Fun with Python generator pipelines

When I was first looking at Python generators, I discovered David Beazley’s wonderful presentation on Generator Tricks for Systems Programmers, where he gives a lovely example of using generators in a Unix-pipeline fashion, each generator piping its output into the next.

Before I start using this approach, I’m going to need some debugging help. I like to write-a-line-test-a-line, and I use print() statements a lot (I was weaned on Fortran IV). But printing a generator’s content consumes that content, messing up the following code (unless you comment out and rerun, which is just nasty).

We can use tee() to build a generator debugging printer. Tee the generator, print from the first element, and return the second (untouched) element (see my previous post on generators for the definition of print_for()):
from itertools import * 

def print_debug(gen, n=10, sep=', ', end=", ...\n", enum=False):
    gen_tee = tee(gen)
    if enum: # add a count to the items
        print(*list(islice(enumerate(gen_tee[0],1),n)), sep=sep, end=end)
    else:
        print(*list(islice(gen_tee[0],n)), sep=sep, end=end)
    return gen_tee[1]

counter = count(1)
print_for(counter)
print_for(counter)

counter = count(1)
counter = print_debug(counter)
print_for(counter)
1, 2, 3, 4, 5, 6, 7, 8, 9, 10, ...
11, 12, 13, 14, 15, 16, 17, 18, 19, 20, ...
1, 2, 3, 4, 5, 6, 7, 8, 9, 10, ...
1, 2, 3, 4, 5, 6, 7, 8, 9, 10, ...
Okay, back to Unix pipelines. There’s a lovely little paper from three decades ago.
Bentley, J., Knuth, D. & McIlroy, D., 1986. Programming Pearls - A Literate Program. CACM, 29(6), pp.471–483.
Available at: https://www.cs.princeton.edu/courses/archive/spring17/cos333/knuth-mcilroy.pdf.
In that paper, the following problem is posed:
Given a text file and an integer k, print the k most common words in the file (and the number of their occurrences) in decreasing frequency.
This is a deliberately vague problem specification from Bentley. Knuth tightens up the definition, and then gives a several page (42 numbered paragraphs!) literate programming solution in Pascal, including a novel data structure, the trie.  McIlroy then critiques Knuth’s solution, and suggests a 6 stage Unix pipeline to do the same job:
(1) tr -cs A-Za-z'
    ' | 
(2) tr A-Z a-z | 
(3) sort | 
(4) uniq -c |
(5) sort -rn |
(6) sed ${1}q
accompanied by the following helpful gloss for those unfamiliar with Unix shell arcanae:
  1. Make one-word lines by transliterating the complement (-c) of the alphabet into newlines (note the quoted newline), and squeezing out (-s) multiple newlines.
  2. Transliterate upper case to lower case.
  3. Sort to bring identical words together.
  4. Replace each run of duplicate words with a single representative and include a count (-c).
  5. Sort in reverse (-r) numeric (-n) order.
  6. Pass through a stream editor; quit (q) after printing the number of lines designated by the script’s first parameter (${1}).
Using Beazley’s ideas, Python generators can give us a midway between extreme Pascal verbosity and extreme Unix terseness, as follows.

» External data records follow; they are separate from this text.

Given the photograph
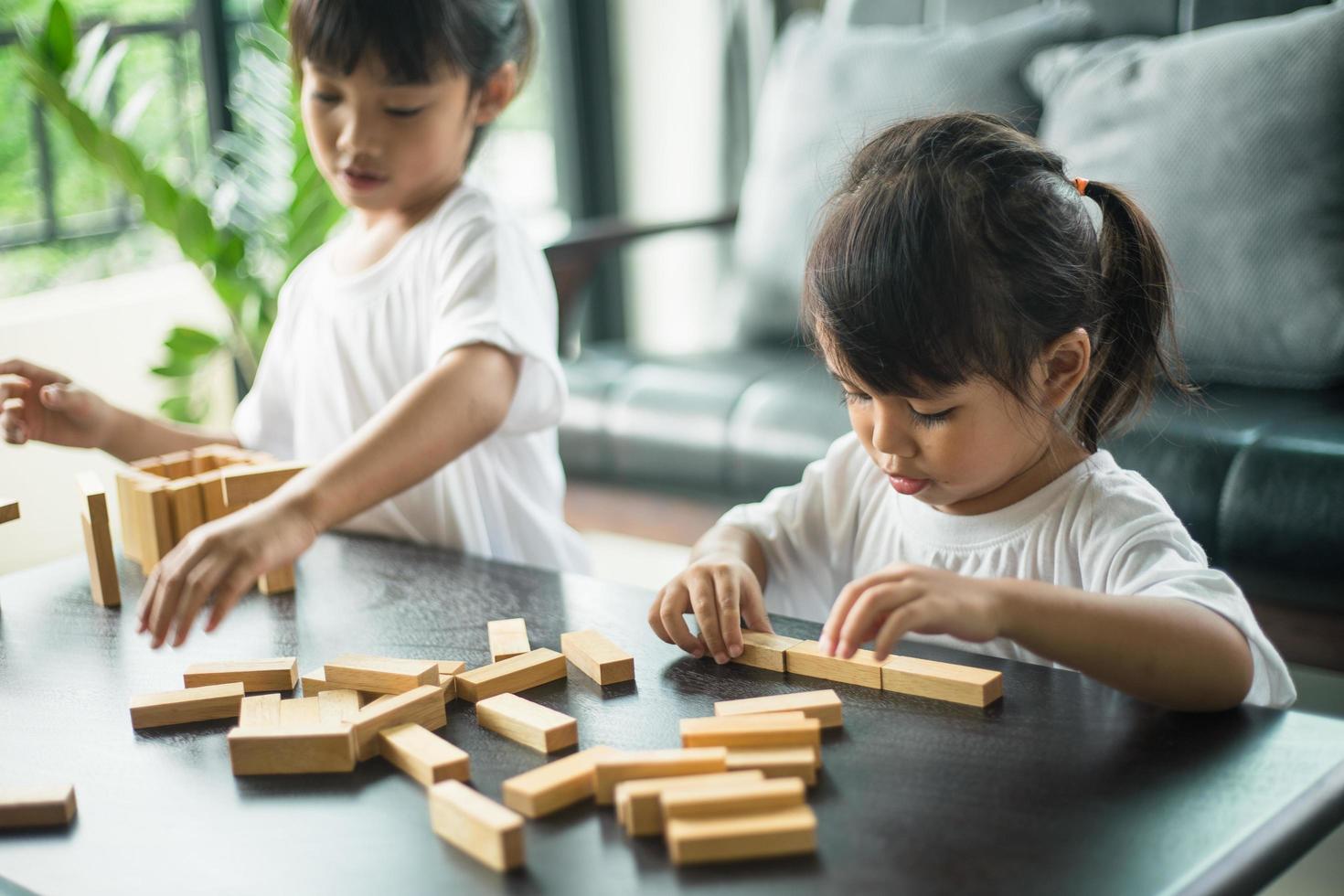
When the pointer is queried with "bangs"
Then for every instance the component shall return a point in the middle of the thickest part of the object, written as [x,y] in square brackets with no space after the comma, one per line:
[895,300]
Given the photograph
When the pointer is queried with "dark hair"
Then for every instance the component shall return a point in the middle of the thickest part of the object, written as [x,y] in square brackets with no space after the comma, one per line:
[955,248]
[414,37]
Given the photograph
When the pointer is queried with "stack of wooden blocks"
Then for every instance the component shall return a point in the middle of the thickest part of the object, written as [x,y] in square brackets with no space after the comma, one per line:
[163,498]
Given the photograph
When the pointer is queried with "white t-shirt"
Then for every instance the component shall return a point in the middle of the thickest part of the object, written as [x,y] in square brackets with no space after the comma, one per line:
[343,346]
[1097,527]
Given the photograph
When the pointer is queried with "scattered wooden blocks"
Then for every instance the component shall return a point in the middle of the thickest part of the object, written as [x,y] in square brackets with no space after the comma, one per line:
[279,673]
[555,784]
[638,804]
[423,707]
[765,650]
[943,681]
[823,706]
[507,637]
[37,806]
[772,730]
[777,762]
[292,750]
[608,772]
[380,675]
[805,658]
[102,560]
[511,676]
[336,704]
[489,833]
[740,798]
[302,712]
[527,723]
[597,657]
[261,710]
[788,832]
[423,755]
[191,704]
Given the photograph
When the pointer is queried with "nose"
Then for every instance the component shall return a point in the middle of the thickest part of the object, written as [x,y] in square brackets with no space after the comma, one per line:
[891,432]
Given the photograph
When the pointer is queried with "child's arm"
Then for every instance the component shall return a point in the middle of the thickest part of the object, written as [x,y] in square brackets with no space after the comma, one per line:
[1163,650]
[45,406]
[429,423]
[722,583]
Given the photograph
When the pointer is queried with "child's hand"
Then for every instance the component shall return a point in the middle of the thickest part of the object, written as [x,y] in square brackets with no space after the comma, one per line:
[220,560]
[906,598]
[37,403]
[720,590]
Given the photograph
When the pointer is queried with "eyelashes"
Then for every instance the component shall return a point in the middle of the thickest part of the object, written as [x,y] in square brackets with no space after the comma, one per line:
[848,398]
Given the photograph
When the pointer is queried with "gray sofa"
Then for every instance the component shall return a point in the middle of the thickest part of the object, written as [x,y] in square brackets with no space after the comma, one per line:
[1255,470]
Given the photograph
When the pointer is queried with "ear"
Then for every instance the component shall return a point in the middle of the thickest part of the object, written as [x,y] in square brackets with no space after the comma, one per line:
[496,94]
[1063,367]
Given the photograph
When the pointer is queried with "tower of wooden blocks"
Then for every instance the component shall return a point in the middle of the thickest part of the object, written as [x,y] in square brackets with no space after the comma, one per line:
[163,498]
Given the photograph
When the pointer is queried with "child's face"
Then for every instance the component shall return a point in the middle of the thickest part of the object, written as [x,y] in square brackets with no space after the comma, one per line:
[392,146]
[975,448]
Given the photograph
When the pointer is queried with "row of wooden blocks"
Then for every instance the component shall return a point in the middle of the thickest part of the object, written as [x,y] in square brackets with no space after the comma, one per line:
[162,498]
[734,790]
[901,675]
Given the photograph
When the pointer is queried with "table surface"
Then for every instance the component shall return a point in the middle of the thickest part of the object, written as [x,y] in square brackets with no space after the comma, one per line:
[1063,786]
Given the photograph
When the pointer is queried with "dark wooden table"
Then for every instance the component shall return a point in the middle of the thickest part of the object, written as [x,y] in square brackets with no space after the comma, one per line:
[1062,787]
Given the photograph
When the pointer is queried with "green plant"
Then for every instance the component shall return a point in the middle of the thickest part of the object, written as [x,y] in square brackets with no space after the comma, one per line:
[266,208]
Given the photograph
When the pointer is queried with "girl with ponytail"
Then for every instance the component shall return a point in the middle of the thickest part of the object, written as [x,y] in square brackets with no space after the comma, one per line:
[987,336]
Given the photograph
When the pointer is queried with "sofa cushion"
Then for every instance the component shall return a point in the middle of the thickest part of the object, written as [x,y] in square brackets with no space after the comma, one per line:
[829,88]
[1230,139]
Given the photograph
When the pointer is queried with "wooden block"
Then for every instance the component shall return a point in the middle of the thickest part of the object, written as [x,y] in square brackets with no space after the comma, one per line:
[277,673]
[302,712]
[608,772]
[185,507]
[154,520]
[805,658]
[423,755]
[597,657]
[336,706]
[489,833]
[37,806]
[507,638]
[786,832]
[554,786]
[638,805]
[772,730]
[777,762]
[292,750]
[511,676]
[423,707]
[261,710]
[380,675]
[175,465]
[251,484]
[732,799]
[280,581]
[823,706]
[765,650]
[527,723]
[943,681]
[191,704]
[97,528]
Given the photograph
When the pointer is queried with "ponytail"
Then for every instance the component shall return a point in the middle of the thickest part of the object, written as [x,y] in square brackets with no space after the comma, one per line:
[1128,346]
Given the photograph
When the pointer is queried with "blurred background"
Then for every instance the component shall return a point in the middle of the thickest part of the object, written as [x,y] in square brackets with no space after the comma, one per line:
[140,251]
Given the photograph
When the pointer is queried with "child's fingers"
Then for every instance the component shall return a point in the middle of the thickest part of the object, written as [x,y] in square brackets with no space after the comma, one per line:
[729,597]
[752,606]
[707,615]
[677,602]
[230,592]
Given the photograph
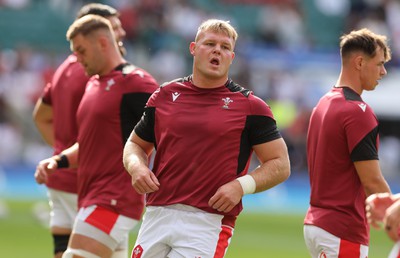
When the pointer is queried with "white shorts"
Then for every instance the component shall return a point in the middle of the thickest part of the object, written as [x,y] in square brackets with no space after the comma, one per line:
[395,252]
[322,244]
[105,226]
[64,207]
[181,231]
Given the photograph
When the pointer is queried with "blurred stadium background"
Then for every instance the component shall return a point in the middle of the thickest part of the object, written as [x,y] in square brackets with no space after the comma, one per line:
[287,53]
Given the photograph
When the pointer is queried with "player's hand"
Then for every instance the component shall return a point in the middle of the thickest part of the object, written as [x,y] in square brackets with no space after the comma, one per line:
[226,197]
[144,181]
[392,221]
[45,168]
[376,205]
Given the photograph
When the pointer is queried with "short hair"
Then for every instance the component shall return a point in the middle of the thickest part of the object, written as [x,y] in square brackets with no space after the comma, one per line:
[87,25]
[365,41]
[98,9]
[218,26]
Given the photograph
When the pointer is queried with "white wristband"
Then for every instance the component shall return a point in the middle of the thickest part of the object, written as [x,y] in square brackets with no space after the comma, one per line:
[248,184]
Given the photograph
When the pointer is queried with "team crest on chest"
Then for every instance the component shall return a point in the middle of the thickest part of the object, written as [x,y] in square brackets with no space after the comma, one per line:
[226,101]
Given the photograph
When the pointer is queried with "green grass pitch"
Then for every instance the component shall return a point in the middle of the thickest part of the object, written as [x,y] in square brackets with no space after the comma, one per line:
[257,235]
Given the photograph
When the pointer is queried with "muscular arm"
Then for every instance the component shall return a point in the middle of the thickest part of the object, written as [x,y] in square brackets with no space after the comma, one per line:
[371,177]
[135,158]
[275,165]
[274,169]
[43,119]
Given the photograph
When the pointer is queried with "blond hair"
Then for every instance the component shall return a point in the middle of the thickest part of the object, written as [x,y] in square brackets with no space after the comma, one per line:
[87,25]
[218,26]
[365,41]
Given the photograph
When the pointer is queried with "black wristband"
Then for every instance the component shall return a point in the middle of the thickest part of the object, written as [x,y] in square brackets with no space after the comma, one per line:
[62,161]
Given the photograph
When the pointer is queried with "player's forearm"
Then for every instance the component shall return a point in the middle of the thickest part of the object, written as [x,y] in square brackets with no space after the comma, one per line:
[71,154]
[134,156]
[271,173]
[377,186]
[46,131]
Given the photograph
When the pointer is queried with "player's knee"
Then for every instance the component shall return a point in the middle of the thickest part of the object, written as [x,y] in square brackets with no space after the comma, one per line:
[60,243]
[70,253]
[120,254]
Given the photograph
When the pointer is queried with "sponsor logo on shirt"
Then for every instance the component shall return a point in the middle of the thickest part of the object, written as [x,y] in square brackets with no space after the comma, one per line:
[175,95]
[363,106]
[110,83]
[137,252]
[226,101]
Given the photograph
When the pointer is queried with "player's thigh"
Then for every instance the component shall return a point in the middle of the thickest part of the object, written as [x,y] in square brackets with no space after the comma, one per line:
[181,231]
[321,243]
[153,236]
[104,226]
[63,207]
[200,234]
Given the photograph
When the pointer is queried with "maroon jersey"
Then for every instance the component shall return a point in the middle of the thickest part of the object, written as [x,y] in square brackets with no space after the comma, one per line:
[64,94]
[110,108]
[343,129]
[203,138]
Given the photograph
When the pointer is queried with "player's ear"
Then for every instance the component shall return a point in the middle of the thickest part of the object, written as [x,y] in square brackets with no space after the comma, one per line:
[192,47]
[358,61]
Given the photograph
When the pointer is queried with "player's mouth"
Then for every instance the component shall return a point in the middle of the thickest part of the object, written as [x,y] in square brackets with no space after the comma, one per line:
[215,61]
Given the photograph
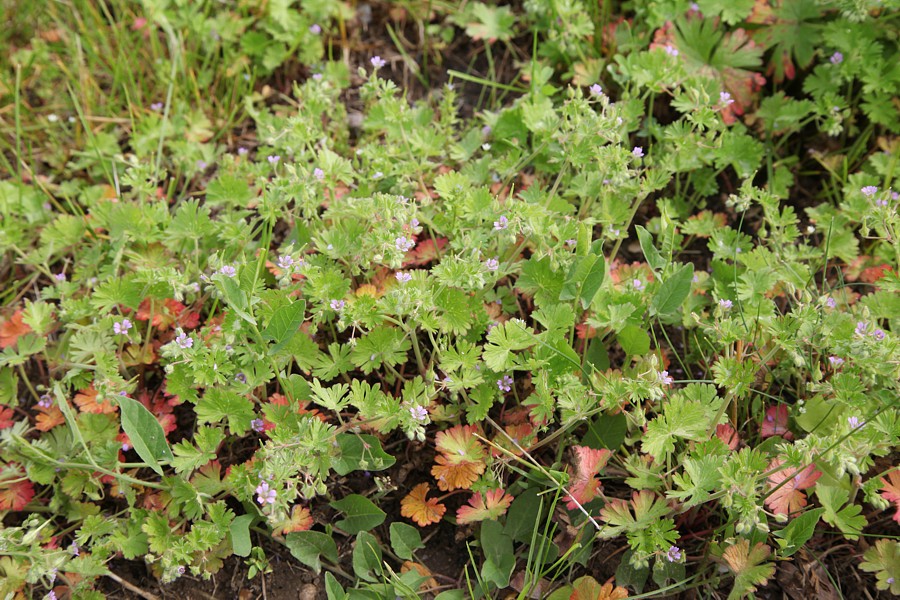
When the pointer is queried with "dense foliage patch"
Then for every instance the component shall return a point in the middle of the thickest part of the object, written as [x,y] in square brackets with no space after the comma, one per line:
[556,277]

Let’s use some online text files for our test input.
textlorum = "http://www.sample-videos.com/text/Sample-text-file-10kb.txt"
textgreatexpectations = "http://www.gutenberg.org/files/1400/1400-0.txt"
The lorem ipsum file has the advantage of containing only words without hyphens (no words split over lines) or apostrophes (all words are simply strings of letters) or numbers or other weirdnesses, but there are commas and semicolons and full stops (periods). The Gutenberg Great Expectations has more clutter, but since this isn’t an exercise in parsing text, I will take the simpler properties for granted.

Let’s open the file, and print out the first few lines, to see what we have. (The raw input is binary, so we used decode() to convert to strings; again to do all this properly is a bit more work, but not the point of this discussion.)
import urllib.request

infile = urllib.request.urlopen(textlorum)
lines = (line.decode() for line in infile)

# have a peek at the first 3 lines, numbered
lines = print_debug(lines,n=3, sep='\n', end='\n', enum=True) 
(1, 'Lorem ipsum dolor sit amet, consectetur adipiscing elit. Vivamus condimentum sagittis
lacus, laoreet luctus ligula laoreet ut. Vestibulum ullamcorper accumsan velit vel 
vehicula. Proin tempor lacus arcu. Nunc at elit condimentum, semper nisi et, condimentum 
mi. In venenatis blandit nibh at sollicitudin. Vestibulum dapibus mauris at orci maximus 
pellentesque. Nullam id elementum ipsum. Suspendisse cursus lobortis viverra. Proin et 
erat at mauris tincidunt porttitor vitae ac dui.\r\n')
(2, '\r\n')
(3, 'Donec vulputate lorem tortor, nec fermentum nibh bibendum vel. Lorem ipsum dolor sit 
amet, consectetur adipiscing elit. Praesent dictum luctus massa, non euismod lacus. 
Pellentesque condimentum dolor est, ut dapibus lectus luctus ac. Ut sagittis commodo arcu.
Integer nisi nulla, facilisis sit amet nulla quis, eleifend suscipit purus. Class aptent 
taciti sociosqu ad litora torquent per conubia nostra, per inceptos himenaeos. 
Aliquam euismod ultrices lorem, sit amet imperdiet est tincidunt vel. Phasellus dictum 
justo sit amet ligula varius aliquet auctor et metus. Fusce vitae tortor et nisi pulvinar 
vestibulum eget in risus. Donec ante ex, placerat a lorem eget, ultricies bibendum purus. 
Nam sit amet neque non ante laoreet rutrum. Nullam aliquet commodo urna, sed ullamcorper 
odio feugiat id. Mauris nisi sapien, porttitor in condimentum nec, venenatis eu urna. 
Pellentesque feugiat diam est, at rhoncus orci porttitor non.\r\n')
So each paragraph in the text file is a single line terminated with '\r\n', and paragraphs are separated by blank lines. What the first stage of the McIlroy’s Unix pipeline does is output single word lines, by turning everything that is not a letter (here, only '.,;' and newlines) into newlines, and squashing multiple newlines into single ones.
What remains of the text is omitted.